Despite our unconventional use of cladistic analyses and the limited postlarval data base, the trees generated (Figs. 6, 7) have shown certain points quite clearly. The first, and unquestionably the most significant is the distinct separation of lithodids from species of Pagurus. This separation is in marked contrast to the results presented by Cunningham et al. (1992: 539, fig. 1) who interpreted their DNA and other data to suggest that Lithodes aequispinus (as L. aequispina) and Paralithodes camtschaticus were nested within the genus Pagurus. As may be seen in Fig. 6, the less calcified Hapalogaster is the sister group to the more heavily calcified genera Lopholithodes, Paralomis and Lithodes, while apparent links between the lithodids and Paguristes and Discorsopagurus are unresolved. The former is a shell-inhabiting genus, the latter a polychaete worm tube dweller. However, these results cannot be interpreted as indicative of true, albeit distant, genetic relationships, but simply as the closest taxa that could be determined by a very small database. Among species of Pagurus, the sister taxa relationship between Pagurus bernhardus and P. ochotensis is to be expected; as adults they are both included in the bernhardus group of McLaughlin (1974). The less resolved relationships of the remaining Pagurus species reflects the polyphyly recognized within this genus. Although the cladogram does give some suggestion of relationships, it is not possible from it alone to determine whether evolution has proceeded toward or away from Pagurus.

The tree generated for only the megalopal and first crab stages (Fig. 7) is even less informative, but the distinct separation of the lithodids from the other paguroids is clearly maintained. Intrageneric similarities in developmental patterns are supported by the nesting of the species of Paralithodes and Cryptolithodes, whereas the nesting of Acantholithodes hispidus and Oedignathus inermis is most probably attributable to the onset of decalcification or dechitinization at crab stage 1 in both taxa. Data from additional early juvenile stages would undoubtedly result in distinct separation, as is already apparent in Phyllolithodes papillosus. The unresolved branches for Placetron wosnessenskii and the two species of Hapalogaster can most probably be attributed to the slower rates of pleonal transformation in the early postlarval stages of these taxa. Though unresolved, a suggested link between the Lithodidae and the remaining paguroids through Porcellanopagurus filholi Filhol, 1885b, may reflect a real pathway, or simply an independent “carcinization” event. Species of Porcellanopagurus share with all lithodids the complete absence of male pleopods, and with the Hapalogastrinae a reduced pleon.


Fig. 7. Cladogram of 50% majority-rule consensus tree of 52 equally parsimonious trees (length = 132 steps) obtained from analysis of “postlarval” semaphoront (megalopa, and crab 1) of 25 taxa using 52 characters.
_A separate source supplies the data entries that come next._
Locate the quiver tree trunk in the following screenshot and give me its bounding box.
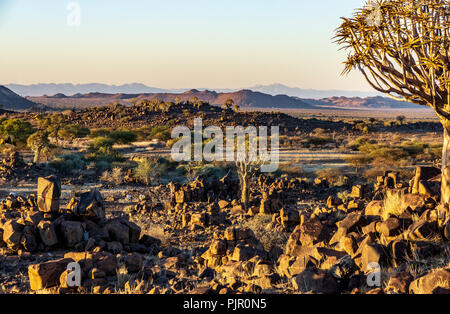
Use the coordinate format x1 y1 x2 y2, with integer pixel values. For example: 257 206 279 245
441 121 450 220
240 174 248 210
33 148 41 165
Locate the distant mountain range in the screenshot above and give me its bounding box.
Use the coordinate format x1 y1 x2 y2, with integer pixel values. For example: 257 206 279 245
24 89 423 110
0 86 38 111
0 84 424 111
6 83 378 99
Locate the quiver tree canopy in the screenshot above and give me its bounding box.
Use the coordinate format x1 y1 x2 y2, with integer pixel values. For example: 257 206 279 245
336 0 450 116
335 0 450 217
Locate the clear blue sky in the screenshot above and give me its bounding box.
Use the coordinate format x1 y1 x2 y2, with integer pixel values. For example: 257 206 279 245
0 0 371 91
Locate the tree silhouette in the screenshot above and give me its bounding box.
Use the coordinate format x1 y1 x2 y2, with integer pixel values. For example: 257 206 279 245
336 0 450 215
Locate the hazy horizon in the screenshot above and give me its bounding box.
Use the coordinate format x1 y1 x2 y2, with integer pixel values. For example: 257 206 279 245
0 0 373 92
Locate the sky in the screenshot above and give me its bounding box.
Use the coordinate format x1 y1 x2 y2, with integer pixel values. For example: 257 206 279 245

Rohlf’s consistency index = 0.881. Clades are supported by 100% of trees except where indicated.

A comparison of data from the megalopal and first crab stage as opposed to that from the megalopa and two early crab stages indicates that the reduction in taxa had little appreciable effect on the general pattern of relationship between lithodids and other paguroids. However, among the lithodids, the more general relationships suggested from information provided by just the first crab stage changed appreciably when two stages were considered. When only megalopa and first crab stage data were available, intergeneric relationships were rather poorly resolved. This is not surprising, as the effect of inherent heterochrony in pleonal plate development in particular, is reflected in the larger sample size. There was only a single deletion from the other paguroid data base, yet relationships, at least within Pagurus, with more than one crab stage provided definite indications, as noted above, of the polyphyly of this genus.